Many years ago, Marvel put out something called The Generic Comic (or, going by the cover, Generic Comic Book). It was a tongue-in-cheek example of paint-by-numbers superhero comics at the time, and let me tell you: if the title hadn't already been used by them then, "Generic Comic Book" would have been a great name for this first issue.

Sleepwalker #1 is a perfectly acceptable, inoffensive, unremarkable comic -- but it shouldn't be! The titular creature is a tall, gaunt, green-skinned, bug-eyed humanoid in a purple hood, who emerges into the real world and fights crime with a reality-altering medallion when our everyman protagonist Rick goes to sleep. This should be a can't-miss opportunity for mind-bending excitement, or at least weirdness. But instead we get most of the comic devoted to Rick, a Film Studies major, having mundane dreams and living his mundane life.

Rick might as well be named Peter Banner: he's got the college-student-with-cute-redhead-girlfriend life Peter Parker had, but adds to it a "I mustn't unleash the monster" side-serving once he far too quickly and easily works out that the Sleepwalker comes out when he's asleep (or concussed and unconscious, but hey.) It's bland bland band, and since creator Bob Budiansky penned almost the entire series, I can't see it getting much better.

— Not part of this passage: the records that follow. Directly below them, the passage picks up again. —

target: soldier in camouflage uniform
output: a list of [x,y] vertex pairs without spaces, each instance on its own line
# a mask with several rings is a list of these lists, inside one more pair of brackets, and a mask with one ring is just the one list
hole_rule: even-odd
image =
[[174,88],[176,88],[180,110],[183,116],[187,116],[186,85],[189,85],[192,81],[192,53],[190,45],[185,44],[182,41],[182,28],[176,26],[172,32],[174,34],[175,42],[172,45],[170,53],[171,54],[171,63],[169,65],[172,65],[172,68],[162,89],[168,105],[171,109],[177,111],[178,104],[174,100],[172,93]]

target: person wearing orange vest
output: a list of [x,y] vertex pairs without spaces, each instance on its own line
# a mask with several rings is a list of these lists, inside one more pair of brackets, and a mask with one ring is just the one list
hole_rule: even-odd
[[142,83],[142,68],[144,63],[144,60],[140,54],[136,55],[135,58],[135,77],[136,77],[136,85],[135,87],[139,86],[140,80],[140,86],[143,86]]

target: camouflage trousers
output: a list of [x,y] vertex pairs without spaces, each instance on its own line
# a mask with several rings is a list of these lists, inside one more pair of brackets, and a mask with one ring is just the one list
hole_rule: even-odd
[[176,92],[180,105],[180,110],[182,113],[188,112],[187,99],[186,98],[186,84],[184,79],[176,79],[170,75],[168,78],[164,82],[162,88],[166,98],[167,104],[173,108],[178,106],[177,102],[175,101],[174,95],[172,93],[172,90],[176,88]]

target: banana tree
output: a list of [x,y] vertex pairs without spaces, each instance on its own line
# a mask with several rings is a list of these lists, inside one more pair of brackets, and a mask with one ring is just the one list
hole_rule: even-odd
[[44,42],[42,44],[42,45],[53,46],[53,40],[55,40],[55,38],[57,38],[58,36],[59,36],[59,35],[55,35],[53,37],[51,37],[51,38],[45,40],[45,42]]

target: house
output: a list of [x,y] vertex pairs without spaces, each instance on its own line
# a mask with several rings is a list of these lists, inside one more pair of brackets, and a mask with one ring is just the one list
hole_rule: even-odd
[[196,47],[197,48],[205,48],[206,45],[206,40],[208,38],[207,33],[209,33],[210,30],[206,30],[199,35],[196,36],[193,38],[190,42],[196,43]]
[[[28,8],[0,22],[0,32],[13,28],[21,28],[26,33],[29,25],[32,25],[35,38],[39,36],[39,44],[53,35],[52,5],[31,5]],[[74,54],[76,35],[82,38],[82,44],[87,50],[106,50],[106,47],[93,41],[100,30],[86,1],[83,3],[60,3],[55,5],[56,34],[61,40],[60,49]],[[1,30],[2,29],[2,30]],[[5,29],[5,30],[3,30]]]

It's disappointing to see a concept with such potential get off to such a mundane start. I've often felt that Sleepwalker, along with fellow early-90s Marvel properties Speedball and Darkhawk, got a raw deal when people dismissed it as lame. But that was before I picked this up for the first time. Now I'm hesitant to look at the others, lest I be further disillusioned.